Après l’adoption cet hiver d’un quasi-moratoire sur l’exploration de l’uranium dans la région de Sept-Îles, et toujours dans l’espoir qu’un BAPE sur cette filière à la grandeur du Québec soit institué, les Innus de Uashat-mak-Mani-Utenam ont appris en mars dernier l’émission par le ministre Claude Béchard de 4 permis d’exploration pour l’uranium.

L’exploration n’a de raison qu’une éventuelle exploitation. Quand les experts de la santé et de la géologie s’entendent sur les risques de contamination des sols, des nappes phréatiques et des populations locales, mais que l’exploration est encouragée par le Ministère des ressources naturelles et de la faune, il y a de quoi être perplexe.

Le 29 mars dernier, à l’initiative du collectif SISUR (Sept-Îles sans uranium ) l’opposition a pris la forme d’une oeuvre d’art engagée : une occupation du lac Kashiwiss, source d’eau potable locale et près de laquelle le forage exploratoire d’uranium aura lieu. Le but : rappeler aux Ministères comme aux promoteurs, qui sont les habitant·e·s de ce territoire et dont la santé dépend de son intégrité, plutôt que pour faire des profits à distance.

L’art-action, réalisée avec le soutien de l’Institut culturel éducatif Montagnais (ICEM), est une idée et réalisation de Marc Fafard, activiste et éducateur populaire, en collaboration avec Johanne Roussy, artiste et enseignante, tous deux impliqués dans la sauvegarde des écosystèmes et cultures locales.

Le Conseil des Aîné·e·s de Uashat-mak-Mani-Utenam a jugé l’action suffisamment puissante, tant dans sa pertinence physique (occuper le lac Kashiwiss) que sa portée spirituelle, pour y dépêcher un Shaman.

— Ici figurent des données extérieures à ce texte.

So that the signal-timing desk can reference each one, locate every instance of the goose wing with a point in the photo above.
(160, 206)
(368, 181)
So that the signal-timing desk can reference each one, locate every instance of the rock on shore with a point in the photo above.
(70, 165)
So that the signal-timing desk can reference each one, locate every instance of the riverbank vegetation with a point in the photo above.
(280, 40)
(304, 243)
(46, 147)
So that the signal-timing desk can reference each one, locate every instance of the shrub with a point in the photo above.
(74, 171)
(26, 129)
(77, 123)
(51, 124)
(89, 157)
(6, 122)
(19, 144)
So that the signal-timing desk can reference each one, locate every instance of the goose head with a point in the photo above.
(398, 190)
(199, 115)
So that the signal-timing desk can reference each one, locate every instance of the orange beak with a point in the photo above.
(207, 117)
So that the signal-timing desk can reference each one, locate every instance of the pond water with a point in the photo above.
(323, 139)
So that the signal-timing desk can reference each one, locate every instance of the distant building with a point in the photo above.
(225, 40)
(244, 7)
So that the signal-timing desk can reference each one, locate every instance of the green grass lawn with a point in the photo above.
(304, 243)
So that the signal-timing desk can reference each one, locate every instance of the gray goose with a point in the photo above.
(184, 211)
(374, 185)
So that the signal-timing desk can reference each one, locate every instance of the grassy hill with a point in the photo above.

Dans le Tipi construit la veille au centre du symbole nucléaire tracé sur le lac, le Shaman a procédé à la cérémonie officielle donnant le coup d’envoi à l’action. La cérémonie, menée au son du tambour et faisant appel aux traditions du Nitassinan, a intégré les quatre couleurs des peuples humains, pour signifier l’interdépendance de toute l’humanité avec la Nature, au moyen de bannières colorées qui ont servi ensuite à diriger les acteurs durant la chorégraphie.

Une action d’envergure pour une mobilisation d’envergure

Un convoi de près de 250 motoneiges a pris le départ à Mani-Utenam pour le trajet d’une heure vers le lac Kashiwiss. Là, 130 motoneiges et leurs pilotes ont participé à l’oeuvre. Un hélicoptère, nolisé pour filmer l’action vue du ciel, a servi aussi a amener les journalistes et émissaires de l’ONF la visionner dans son ensemble.

Premier temps de cette manifestation d’art-action : les motoneiges forment, autour du cercle central comprenant le Tipi, les trois hélices du symbole de la radioactivité. Ce symbole rappelle le principal motif de mobilisation contre de ce développement exogène, soit qu’il se fait au risque de contamination radioactive des sols et de l’eau.

Les hélices, une fois formées, se mettent à tourner en sens antihoraire, pour signifier le retour aux valeurs fondamentales de survie humaine, l’espoir de ne pas sombrer dans l’impasse du rapt de la nature et de la pollution.

Deuxième temps : les motoneiges quittent le contour des hélices et se mettent à circuler de manière chaotique, pour signifier le chaos des particules dans l’uranium, ainsi que l’imprévisibilité des effets de son exploration.

Troisième temps : du chaos commence de se former une file indienne, qui serpente à travers l’agitation, se faufile vers le contour du symbole radioactif jusqu’à ce que toutes les motoneiges soient en cercle, formant une barrière symbolique autour du lac.

Forum parallèle en mai

Cette action veut annoncer le forum parallèle, organisé par le collectif SISUR, qui se tiendra les 21 et 22 mai prochains à Sept-Îles. On attend des invité·e·s de marque, pour s’assurer d’une couverture médiatique à l’échelle du Québec, mais surtout on invite les populations d’autres régions, qui sont concernées par l’exploration minière ou l’exploitation de l’uranium, à venir s’informer, partager leurs connaissances et se réseauter en dehors du cadre démagogique des politiciens de tous niveaux.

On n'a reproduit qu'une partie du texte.